In the 85 years from 1850 through 1935, when Perry Fuller auctioned the Baltimore hoard of gold coins, the sixteen largest collections of U.S. gold at auction had a total of only eight Mint State Liberty Head double eagles among all of them. As a further note of interest concerning these eight Mint State coins, remarkably the first one of them in these sixteen landmark gold collection auctions did not appear until 1911, four years after double eagle production ceased in 1907..
The entire Liberty Head double eagle series is unlike any other in U.S. numismatics. It’s been necessary to treasure-hunt Liberty Head double eagles years after the original mintages of these coins -- from foreign banks, hiding places, the sea floor, etc.
Dave Bowers and I explain in this year’s double eagle book that paper currency introduced as “Greenbacks” by the Federal Government in 1861 traded at a discount to gold until they reached parity seventeen years later at the end of 1878. It might have required, for example, 160 paper U.S. dollars to purchase $100 in gold coin; or at another point, perhaps $220 or $135 in paper currency to purchase $100 in gold coin. The exchange rate regularly varied. There accordingly was a great preference for gold. The subject of this exchange disparity, as well as the California Gold Rush, continually were in the news.

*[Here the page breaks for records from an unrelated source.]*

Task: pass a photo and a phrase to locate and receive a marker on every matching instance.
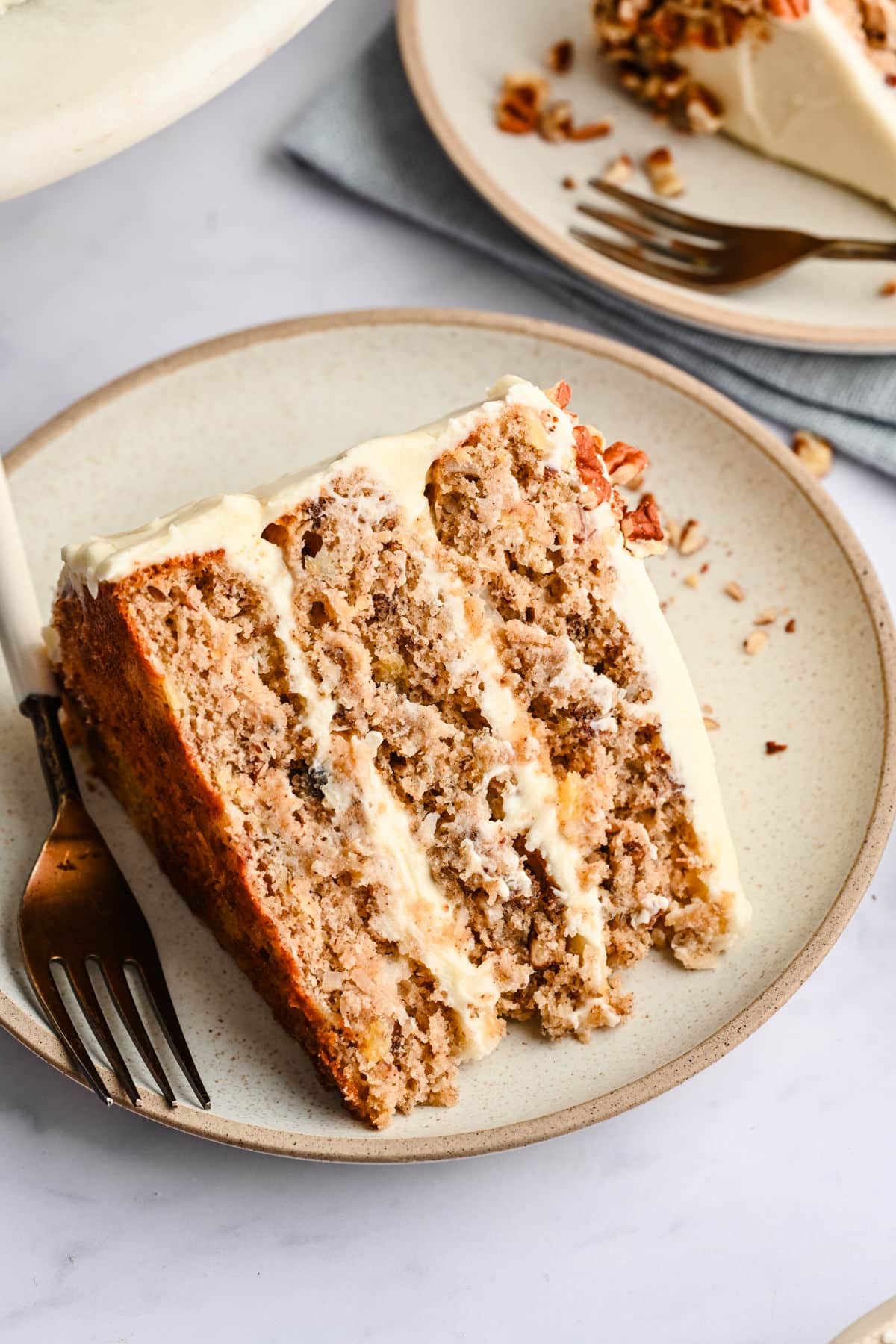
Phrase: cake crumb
(618, 169)
(813, 452)
(692, 538)
(755, 641)
(662, 172)
(561, 57)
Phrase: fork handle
(860, 249)
(20, 636)
(55, 761)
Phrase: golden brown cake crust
(112, 682)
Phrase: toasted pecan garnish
(642, 529)
(618, 169)
(561, 57)
(813, 452)
(588, 458)
(520, 104)
(662, 169)
(625, 464)
(591, 129)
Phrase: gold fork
(77, 909)
(727, 257)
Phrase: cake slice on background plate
(413, 735)
(808, 81)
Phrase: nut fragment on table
(561, 57)
(813, 452)
(618, 169)
(662, 172)
(521, 101)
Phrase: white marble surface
(755, 1204)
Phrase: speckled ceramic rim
(370, 1147)
(679, 302)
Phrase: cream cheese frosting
(806, 92)
(417, 917)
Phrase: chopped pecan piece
(813, 452)
(625, 464)
(561, 57)
(521, 100)
(555, 122)
(591, 131)
(618, 169)
(703, 111)
(588, 458)
(662, 169)
(642, 529)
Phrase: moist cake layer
(414, 737)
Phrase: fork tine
(52, 1001)
(87, 996)
(699, 279)
(153, 977)
(649, 238)
(129, 1014)
(664, 214)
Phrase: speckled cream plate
(877, 1327)
(809, 823)
(457, 55)
(81, 80)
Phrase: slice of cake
(808, 81)
(413, 735)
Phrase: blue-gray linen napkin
(366, 134)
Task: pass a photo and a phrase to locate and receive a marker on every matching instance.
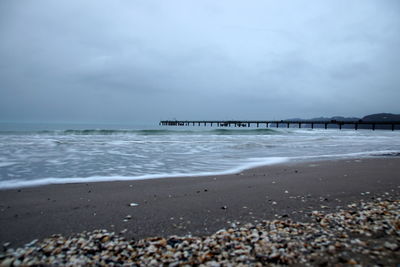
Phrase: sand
(196, 205)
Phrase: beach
(195, 205)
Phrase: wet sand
(196, 205)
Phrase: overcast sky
(135, 61)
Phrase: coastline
(194, 205)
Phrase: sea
(40, 154)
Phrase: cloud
(118, 61)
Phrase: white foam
(256, 162)
(6, 164)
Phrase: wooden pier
(359, 124)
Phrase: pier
(359, 124)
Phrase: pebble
(325, 240)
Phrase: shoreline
(273, 161)
(194, 205)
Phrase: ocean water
(35, 156)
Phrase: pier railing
(393, 125)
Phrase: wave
(257, 131)
(256, 162)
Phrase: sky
(126, 61)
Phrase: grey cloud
(119, 61)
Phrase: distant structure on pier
(376, 121)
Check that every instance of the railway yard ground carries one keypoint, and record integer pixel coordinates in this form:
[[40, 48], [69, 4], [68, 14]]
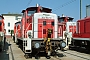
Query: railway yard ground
[[11, 51]]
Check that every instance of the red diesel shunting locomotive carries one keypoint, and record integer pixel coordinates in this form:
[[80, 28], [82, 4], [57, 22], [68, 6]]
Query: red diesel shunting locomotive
[[39, 32], [81, 38], [66, 29]]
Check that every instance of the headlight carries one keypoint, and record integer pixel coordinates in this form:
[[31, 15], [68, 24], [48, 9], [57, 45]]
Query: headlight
[[37, 45], [62, 44]]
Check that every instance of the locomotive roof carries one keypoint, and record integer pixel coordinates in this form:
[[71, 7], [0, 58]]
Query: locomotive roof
[[2, 17], [35, 8]]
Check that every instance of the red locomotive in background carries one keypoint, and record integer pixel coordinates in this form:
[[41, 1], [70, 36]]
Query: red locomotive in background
[[82, 36], [2, 32], [38, 32]]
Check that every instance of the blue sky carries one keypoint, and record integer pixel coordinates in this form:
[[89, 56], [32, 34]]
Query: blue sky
[[70, 9]]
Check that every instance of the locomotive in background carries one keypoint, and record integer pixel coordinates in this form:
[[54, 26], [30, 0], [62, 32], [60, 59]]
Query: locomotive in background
[[81, 38], [38, 32], [2, 33]]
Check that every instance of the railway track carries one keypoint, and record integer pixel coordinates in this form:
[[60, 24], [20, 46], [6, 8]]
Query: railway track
[[12, 52]]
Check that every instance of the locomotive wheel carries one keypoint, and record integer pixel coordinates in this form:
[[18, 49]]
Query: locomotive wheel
[[26, 56]]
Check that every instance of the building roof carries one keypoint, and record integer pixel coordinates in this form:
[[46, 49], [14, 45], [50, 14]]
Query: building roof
[[11, 14]]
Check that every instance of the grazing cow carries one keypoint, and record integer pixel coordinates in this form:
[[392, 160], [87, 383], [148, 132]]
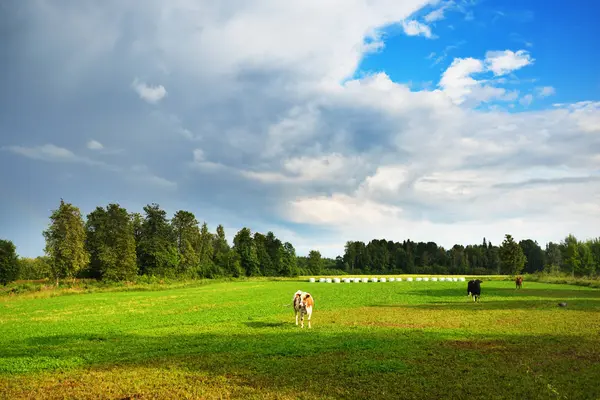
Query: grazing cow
[[303, 304], [474, 289], [519, 282]]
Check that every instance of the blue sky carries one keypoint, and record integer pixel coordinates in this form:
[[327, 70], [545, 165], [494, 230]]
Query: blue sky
[[321, 121]]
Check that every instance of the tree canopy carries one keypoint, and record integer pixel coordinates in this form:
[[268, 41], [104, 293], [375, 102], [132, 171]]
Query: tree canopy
[[114, 244]]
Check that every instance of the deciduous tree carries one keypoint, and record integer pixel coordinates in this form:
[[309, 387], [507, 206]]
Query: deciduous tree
[[65, 242]]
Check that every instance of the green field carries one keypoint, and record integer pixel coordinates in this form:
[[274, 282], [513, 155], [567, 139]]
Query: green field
[[407, 340]]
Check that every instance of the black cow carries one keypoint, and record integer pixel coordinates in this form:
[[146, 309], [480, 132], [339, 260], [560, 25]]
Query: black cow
[[474, 289]]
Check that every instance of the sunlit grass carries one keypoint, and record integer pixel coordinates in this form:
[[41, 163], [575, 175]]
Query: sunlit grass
[[369, 340]]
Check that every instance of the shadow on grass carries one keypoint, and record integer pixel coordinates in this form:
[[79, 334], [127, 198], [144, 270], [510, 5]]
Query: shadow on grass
[[353, 364], [262, 324], [487, 304]]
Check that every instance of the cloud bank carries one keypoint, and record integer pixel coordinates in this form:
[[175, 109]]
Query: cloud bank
[[265, 124]]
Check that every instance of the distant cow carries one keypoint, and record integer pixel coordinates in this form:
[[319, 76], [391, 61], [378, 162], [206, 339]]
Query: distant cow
[[303, 304], [519, 282], [474, 289]]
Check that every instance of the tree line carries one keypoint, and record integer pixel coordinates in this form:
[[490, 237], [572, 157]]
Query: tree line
[[113, 244], [570, 256]]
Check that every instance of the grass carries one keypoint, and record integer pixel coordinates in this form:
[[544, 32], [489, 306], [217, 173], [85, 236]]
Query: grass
[[407, 340]]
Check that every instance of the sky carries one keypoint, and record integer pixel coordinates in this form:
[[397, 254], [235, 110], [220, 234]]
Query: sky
[[320, 120]]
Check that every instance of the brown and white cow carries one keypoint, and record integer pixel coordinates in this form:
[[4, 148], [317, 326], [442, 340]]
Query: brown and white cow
[[303, 304]]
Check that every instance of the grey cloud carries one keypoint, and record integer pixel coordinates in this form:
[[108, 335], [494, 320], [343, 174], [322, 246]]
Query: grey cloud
[[555, 181]]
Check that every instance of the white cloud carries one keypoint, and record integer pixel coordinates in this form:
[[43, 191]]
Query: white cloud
[[416, 28], [504, 62], [150, 94], [47, 152], [458, 83], [94, 145], [435, 15], [545, 91], [278, 130], [526, 100]]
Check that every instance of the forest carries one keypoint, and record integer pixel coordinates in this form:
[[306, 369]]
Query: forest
[[113, 244]]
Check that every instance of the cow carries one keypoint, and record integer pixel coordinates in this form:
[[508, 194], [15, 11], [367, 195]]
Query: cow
[[303, 304], [474, 289], [519, 282]]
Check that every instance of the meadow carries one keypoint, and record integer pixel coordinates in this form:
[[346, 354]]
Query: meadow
[[396, 340]]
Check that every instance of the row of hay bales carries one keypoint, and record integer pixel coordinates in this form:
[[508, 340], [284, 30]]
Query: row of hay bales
[[409, 279]]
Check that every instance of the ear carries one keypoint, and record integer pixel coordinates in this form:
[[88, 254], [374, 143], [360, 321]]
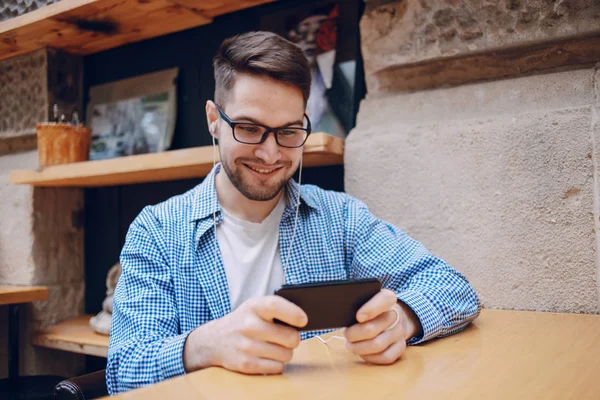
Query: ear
[[212, 117]]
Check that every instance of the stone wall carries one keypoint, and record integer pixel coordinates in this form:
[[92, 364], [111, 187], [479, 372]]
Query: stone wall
[[497, 177], [13, 8], [41, 229]]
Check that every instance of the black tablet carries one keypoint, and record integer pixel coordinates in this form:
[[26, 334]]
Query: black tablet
[[331, 304]]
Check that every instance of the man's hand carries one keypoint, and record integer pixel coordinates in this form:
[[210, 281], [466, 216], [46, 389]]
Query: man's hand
[[247, 340], [372, 339]]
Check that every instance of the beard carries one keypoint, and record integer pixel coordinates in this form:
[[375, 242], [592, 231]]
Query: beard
[[240, 178]]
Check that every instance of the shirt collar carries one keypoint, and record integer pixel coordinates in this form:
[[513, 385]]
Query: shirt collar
[[206, 201]]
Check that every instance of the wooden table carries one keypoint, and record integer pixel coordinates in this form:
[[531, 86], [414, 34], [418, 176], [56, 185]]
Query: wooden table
[[13, 296], [503, 355]]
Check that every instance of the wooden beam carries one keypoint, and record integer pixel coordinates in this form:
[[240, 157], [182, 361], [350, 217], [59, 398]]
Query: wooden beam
[[14, 294], [320, 150], [74, 335], [89, 26]]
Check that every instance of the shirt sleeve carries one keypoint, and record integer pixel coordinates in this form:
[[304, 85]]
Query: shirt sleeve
[[440, 296], [146, 345]]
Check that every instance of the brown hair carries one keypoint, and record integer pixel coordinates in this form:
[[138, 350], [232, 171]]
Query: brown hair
[[260, 53]]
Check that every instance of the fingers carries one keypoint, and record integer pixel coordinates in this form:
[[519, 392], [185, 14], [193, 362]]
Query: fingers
[[276, 307], [264, 331], [380, 303], [254, 366], [266, 350], [372, 328], [388, 356], [378, 344]]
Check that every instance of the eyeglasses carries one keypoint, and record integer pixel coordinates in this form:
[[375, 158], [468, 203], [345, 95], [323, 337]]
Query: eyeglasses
[[251, 133]]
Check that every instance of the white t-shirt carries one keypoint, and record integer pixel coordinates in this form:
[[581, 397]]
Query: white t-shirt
[[250, 254]]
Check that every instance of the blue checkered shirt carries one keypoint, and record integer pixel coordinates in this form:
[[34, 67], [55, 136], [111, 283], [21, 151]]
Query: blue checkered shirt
[[173, 278]]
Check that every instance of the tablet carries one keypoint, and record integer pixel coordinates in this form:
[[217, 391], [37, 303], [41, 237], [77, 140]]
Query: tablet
[[330, 304]]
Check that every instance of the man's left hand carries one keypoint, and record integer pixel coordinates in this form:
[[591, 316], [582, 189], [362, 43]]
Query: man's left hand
[[372, 338]]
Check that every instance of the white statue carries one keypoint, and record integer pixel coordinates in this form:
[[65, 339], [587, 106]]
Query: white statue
[[101, 322]]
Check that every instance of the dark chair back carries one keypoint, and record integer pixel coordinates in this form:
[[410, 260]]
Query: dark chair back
[[84, 387]]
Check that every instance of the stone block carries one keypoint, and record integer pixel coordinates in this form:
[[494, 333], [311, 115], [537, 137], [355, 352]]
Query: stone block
[[413, 33], [496, 178], [23, 93], [13, 8], [30, 84], [17, 265]]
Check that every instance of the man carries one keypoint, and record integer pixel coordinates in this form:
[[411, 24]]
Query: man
[[199, 270]]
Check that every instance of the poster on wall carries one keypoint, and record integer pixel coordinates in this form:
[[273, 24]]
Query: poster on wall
[[314, 30], [133, 116]]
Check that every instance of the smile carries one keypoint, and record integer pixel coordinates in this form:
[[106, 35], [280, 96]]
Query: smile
[[264, 171]]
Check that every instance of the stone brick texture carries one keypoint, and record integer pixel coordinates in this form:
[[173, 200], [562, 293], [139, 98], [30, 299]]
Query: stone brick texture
[[395, 33], [497, 178], [13, 8], [23, 93], [41, 229]]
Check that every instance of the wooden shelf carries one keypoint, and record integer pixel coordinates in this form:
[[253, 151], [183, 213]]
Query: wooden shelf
[[13, 294], [74, 335], [90, 26], [320, 150]]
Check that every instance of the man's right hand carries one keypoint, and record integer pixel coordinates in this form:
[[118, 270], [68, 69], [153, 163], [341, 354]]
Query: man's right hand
[[247, 340]]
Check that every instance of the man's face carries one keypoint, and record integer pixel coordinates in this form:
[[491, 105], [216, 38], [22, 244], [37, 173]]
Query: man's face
[[260, 171]]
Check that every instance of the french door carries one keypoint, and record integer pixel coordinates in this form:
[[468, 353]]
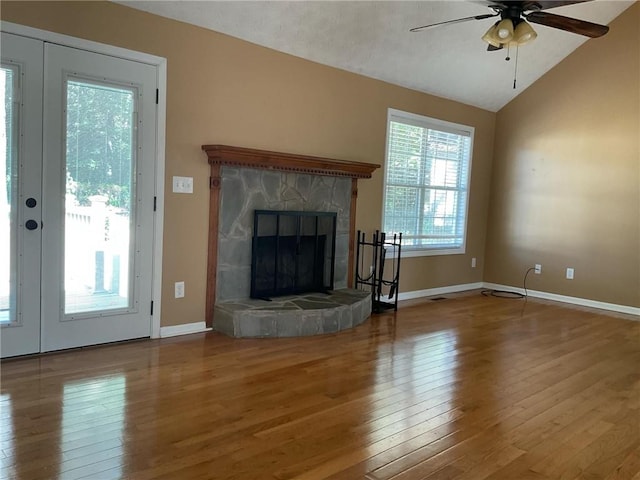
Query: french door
[[76, 209]]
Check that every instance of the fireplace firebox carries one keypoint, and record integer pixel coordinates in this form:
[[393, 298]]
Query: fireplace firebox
[[293, 252]]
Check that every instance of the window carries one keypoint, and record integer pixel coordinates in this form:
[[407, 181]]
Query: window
[[426, 189]]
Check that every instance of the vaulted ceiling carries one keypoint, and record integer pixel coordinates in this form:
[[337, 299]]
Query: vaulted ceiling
[[372, 38]]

Liberty Head double eagle gold coins in those years had almost no numismatic premium over face value. Even Proof gold Liberty Head double eagles sometimes sold at that time for only a dollar or two over face value. Therefore, you’d think that these large and impressive coins, by virtue of their low cost, beauty in Mint State, and historic significance, would have been included in landmark gold coin collections of those decades, and subsequent ones.
Yet it’s remarkable, for example, that 150 years after their production even the ten paired Civil War year P and S-mint $20’s from 1861 through 1865 never have been offered, until now, as a group in Mint State. Over 8.2 million U.S. double eagles were coined through those five years. Early double eagles are challenging to obtain even in circulated condition, because so many of the coins were melted and re-coined when they reached Europe at the time, well before the U.S. melting of its own gold coinage in 1933.